The library is organized into several modules:

* [geom2d](https://github.com/mattools/matGeom/wiki/geom2d "geom2d Wiki page") - General functions in Euclidean plane

* [polygons2d](https://github.com/mattools/matGeom/wiki/polygons2d "polygons2d Wiki page") - Functions operating on polygons and polylines represented as list of vertices

* [graphs](https://github.com/mattools/matGeom/wiki/graphs "graphs Wiki page") - Manipulation of geometric graphs

* [geom3d](https://github.com/mattools/matGeom/wiki/geom3d "geom3d Wiki page") - General functions in 3D Euclidean space

* [meshes3d](https://github.com/mattools/matGeom/wiki/meshes3d "meshes3d Wiki page") - Manipulation of 3D polygonal meshes (trimesh, quadmesh, or more generic meshes)



## Quick overview

Basic functionalities comprise creation of simple geometries such as points, lines, ellipses... 

An example is provided in the following script.



    % load data

    data = load('fisheriris');

    pts = data.meas(:, [3 1]);

    % display

    figure; axis equal; hold on; axis([0 8 3 9]);

    drawPoint(pts, 'bx');

    % Fit line

    line = fitLine(pts);

    drawLine(line, 'color', 'k', 'linewidth', 2);

    % Draw oriented box

    obox = orientedBox(pts);

    drawOrientedBox(obox, 'color', 'k', 'linewidth', 1);

    % identifiy species index

    [labels, ~, inds]= unique(str.species);

    % for ech species, compute equivalent ellipse and display with axes

    colors = [1 0 0; 0 0.8 0; 0 0 1];

    for i = 1:3

        pts_i = pts(inds == i, :);

        drawPoint(pts_i, 'marker', 'x', 'color', colors(i,:), 'linewidth', 2);

        elli = equivalentEllipse(pts_i);

        drawEllipse(elli, 'color', colors(i,:), 'linewidth', 2)

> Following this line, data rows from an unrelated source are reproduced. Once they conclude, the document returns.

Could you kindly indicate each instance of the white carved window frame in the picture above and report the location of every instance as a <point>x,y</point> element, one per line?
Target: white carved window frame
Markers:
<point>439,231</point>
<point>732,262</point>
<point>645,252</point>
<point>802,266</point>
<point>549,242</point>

        drawEllipseAxes(elli, 'color', colors(i,:), 'linewidth', 2)

    end



![Computation of equivalent ellipses, oriented box, and fitting line from set of points](https://github.com/mattools/matGeom/blob/master/docs/images/demo_geom2d_iris.png)



It is possible to work with more complex shapes such as polygonal lines ("polylines") or polygons.

Common operations comprise smoothing, simplification (retaining only a selection of vertices), 

computation of convex hull or of intersections with other geometric primitives. 

A summary of typical operations in presented in the following script.



    % read polygon data as a numeric N-by-2 array

    poly = load('leaf_poly.txt');

    

    % display the polygon using basic color option

    figure; axis equal; hold on; axis([0 600 0 400]);

    drawPolygon(poly, 'k');

    

    % Bounding box of the polygon

    poly_bnd = boundingBox(poly);

    drawBox(poly_bnd, 'k');

    

    % computes convex hull of polygon vertices

    poly_hull = convexHull(poly);

    drawPolygon(poly_hull, 'LineWidth', 2, 'Color', 'k');

    

    % applies smoothing to the original polygon.

    poly_smooth = smoothPolygon(poly, 51);

    drawPolygon(poly_smooth, 'color', 'b', 'linewidth', 2);

    

    % Computes a simplified version of the polygon

    poly_simpl = simplifyPolygon(poly, 20);

    drawPolygon(poly_simpl, 'color', 'r', 'linewidth', 2);

    drawVertices(poly_simpl, 'Color', 'k', 'Marker', 's', 'MarkerFaceColor', 'w');

    

    % compute intersections with an arbitrary line

    line = createLine([0 250], [600 350]);

    drawLine(line, 'k');

    inters = intersectLinePolygon(line, poly_simpl);

    drawPoint(inters, 'Color', 'r', 'Marker', 'o', 'MarkerFaceColor', 'w', 'linewidth', 2);



![Summary of polygon processing operations: smoothing, simplification, convex hull, intersection with lines.](https://github.com/mattools/matGeom/blob/master/docs/images/leafPoly_variousOps.png)